Let’s keep it that way.
Justice: you’ve been a huge personal inspiration to me. Instead of quitting – near the end: you sent out a very organized newsletter & Kickstarter update on how the fundraiser would be moving to GoFundMe. Like it was nothing.
Despite knowing that Dec 21 – 28 (the orig. fundraiser was Dec. 1 to 31st) is the most dead time of the year for fundraisers (with everyone offline, enjoying time with family and also bankrupt) he still believed we could reach the $1500 – and so while most leaders wouldn’t have been able to take the Kickstarter from $300 to over $700 raised in the last few days – because they would have given up – Justice never gave up along the way. He kept pushing and promoting the movement in different avenues. I really respect that – because I would not have had been able to maintain the same willpower he did. He understands the law of attraction. The power of thinking positive and letting that drive you. Maybe better than anyone I know.

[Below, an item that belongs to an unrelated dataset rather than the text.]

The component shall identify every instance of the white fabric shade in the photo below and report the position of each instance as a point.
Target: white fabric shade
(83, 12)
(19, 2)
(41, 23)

It is possibly cliche to say, but when you’ve gone through something so tough it is very easy to trust that the next steps will be incredibly easier. The toughest part has been surmounted. We are on mile 24 of 26 of the marathon to raise the $ appropriate for keeping the cypher movement alive another year. I hate to say it but I believe it was a test of God to start out the fundraiser with such hard and seemingly insurmountable circumstances, to see how bad Wreck Shop & Justice wanted it. I think anyone would be super proud to have Justice as their leader. I know I’m proud & blessed to have him as a friend and source of faith/inspiration for myself to learn from. Justice, your example of not quitting in this particular case is a big example of why I look up to you. No slowing down in these last few miles.
His Hoodies For The Homeless program with Wreck Shop and constant food drives are another example of his shining heart. I believe the hoodie designs are amazing – and the variations you can get are incredible too. The Crimson Red is one of my favorite (below).
I got the Navy Blue this year. I can’t WAIT for it to come. You can purchase one here. It REALLY is a nerve-wracking experience trying to pick one because there’s so many good potential color combos. Probably why some people end up getting two or three.
Thank you Justice for this program. When you spend $50 to buy a Wreck Shop hoodie of any color combo, one less homeless person will be cold this Winter (an extra hoodie will be donated for each one bought). This is the point of the program.